Museum takes visitors back to childhood

Museum takes visitors back to childhood

ANTALYA
Museum takes visitors back to childhood Toys that reflect the economic, cultural and political features of a society and serve as witnesses to history receive a great deal of attention from people of all ages in museums. 

The Antalya Toy Museum, which is affiliated to the Antalya Municipality, is displaying toys from Turkey and all over the world. The museum is home to some 200,000 toys that have been acquired from international antique dealers and auctions. 

The museum hosts not only children but also those who want to take a trip down memory lane just for a day. 
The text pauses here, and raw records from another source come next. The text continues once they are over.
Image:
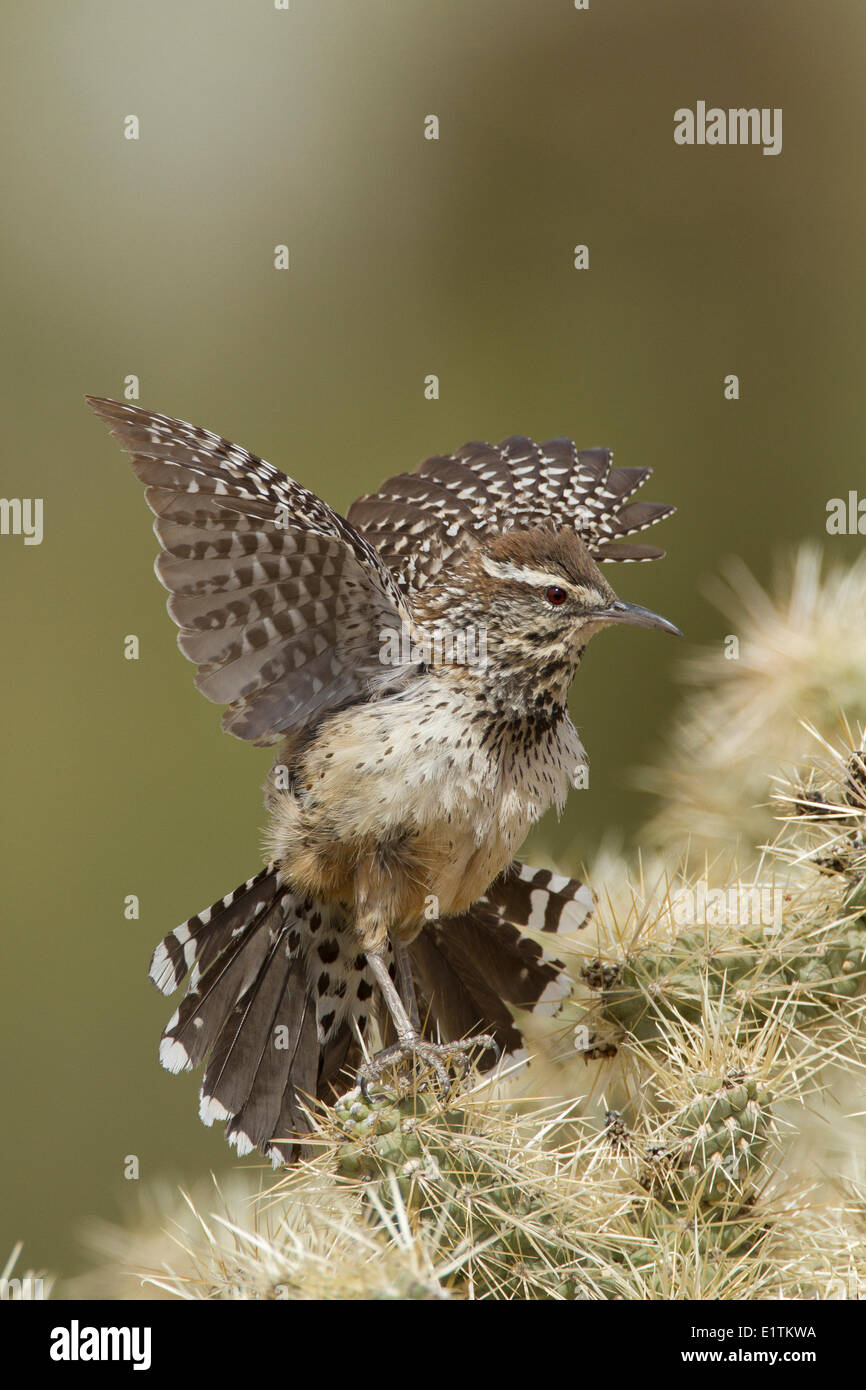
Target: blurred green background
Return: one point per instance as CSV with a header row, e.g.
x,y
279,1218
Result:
x,y
407,257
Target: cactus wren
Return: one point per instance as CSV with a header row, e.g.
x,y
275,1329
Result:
x,y
410,767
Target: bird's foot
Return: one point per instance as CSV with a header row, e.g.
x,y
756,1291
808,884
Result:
x,y
438,1058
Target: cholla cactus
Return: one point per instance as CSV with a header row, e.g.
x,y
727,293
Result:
x,y
801,656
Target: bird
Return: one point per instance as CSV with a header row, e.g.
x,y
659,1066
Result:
x,y
412,663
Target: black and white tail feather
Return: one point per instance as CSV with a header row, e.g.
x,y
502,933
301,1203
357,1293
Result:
x,y
278,1004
Speaking to state-run Anadolu Agency, museum official Saliha Özdemir İpek said groups from Turkey and abroad come to visit the museum, where they hosted 27,146 students, 5,833 teachers, 5,709 retirees and 17,887 regular visitors in six years. “We also sold 47,413 family tickets,” she added. 
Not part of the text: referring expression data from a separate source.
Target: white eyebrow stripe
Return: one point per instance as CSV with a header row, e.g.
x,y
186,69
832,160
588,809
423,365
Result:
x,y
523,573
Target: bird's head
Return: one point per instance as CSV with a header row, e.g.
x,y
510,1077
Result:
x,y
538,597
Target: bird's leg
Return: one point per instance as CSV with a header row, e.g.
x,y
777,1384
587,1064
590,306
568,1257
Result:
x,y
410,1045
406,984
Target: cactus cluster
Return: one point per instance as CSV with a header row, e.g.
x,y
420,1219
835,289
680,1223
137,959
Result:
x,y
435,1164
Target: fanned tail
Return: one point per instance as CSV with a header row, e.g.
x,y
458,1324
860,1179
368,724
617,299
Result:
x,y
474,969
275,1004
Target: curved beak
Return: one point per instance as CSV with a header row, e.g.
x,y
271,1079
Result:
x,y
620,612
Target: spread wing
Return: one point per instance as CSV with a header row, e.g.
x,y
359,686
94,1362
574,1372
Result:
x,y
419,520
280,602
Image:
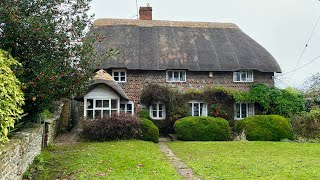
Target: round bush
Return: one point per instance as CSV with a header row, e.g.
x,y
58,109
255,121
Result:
x,y
200,128
265,128
149,131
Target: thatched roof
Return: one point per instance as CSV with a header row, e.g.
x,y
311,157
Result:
x,y
104,78
194,46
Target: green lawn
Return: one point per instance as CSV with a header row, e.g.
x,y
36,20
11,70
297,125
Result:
x,y
108,160
250,160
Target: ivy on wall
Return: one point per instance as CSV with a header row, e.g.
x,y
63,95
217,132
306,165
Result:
x,y
220,100
11,96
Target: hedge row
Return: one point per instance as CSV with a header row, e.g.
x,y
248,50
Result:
x,y
118,127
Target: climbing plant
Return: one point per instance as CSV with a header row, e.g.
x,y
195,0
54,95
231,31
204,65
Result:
x,y
11,95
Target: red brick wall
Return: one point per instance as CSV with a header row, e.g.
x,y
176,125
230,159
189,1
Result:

She said Turkish dolls named “Fatoş Bebek,” “Nekur” and “Gürel,” which are not produced today, are also on display in the museum.
 
İpek said more than 3,000 people visit the museum every month. “This is actually a museum of memories. Our adult visitors, who see the toys they played with or they did not own in their childhood, become very happy,” she added. 

She said toys are very important in revealing the economic situation of their era and the countries’ perception on children. 

“Toys are the best way to present childhood. Handmade ones produced until the 19th century in iron studios started being produced in factories after the industrial revolution. Toys are the historical witnesses of their period. They reflect the features of their society as well as the economic, political and cultural situations,” she said. 

Ipek said toys were used as the biggest propaganda tools during the Second World War.
 
“Hitler aimed at getting into the minds of children by producing military sets of Nazi soldiers in 1932. The Nazi military game sets became the bestselling toys in Germany in 1933. Japan had a significant place in toy production with the toys produced in the country after the atomic bomb in 1945. As you see toys were used as one of the most powerful tools to prepare for a war or to heal the wounds of a war. Both Hitler’s Nazi military sets and the Japanese toys produced after 1945 are on display in our museum,” she added. 

İpek said the museum also displays toys from the Eyüp toymakers, which was known for producing toys from wasted materials until the 1950s, adding that Steven Spielberg’s famous film “E.T” originated from an alien toy produced by the Pascal Kaman Toy Company in 1982 and they have a sample from this toy in the museum too. 

She said there are many toy museums in Europe and the U.S., and the number of these kinds of museums is increasing in Turkey every year.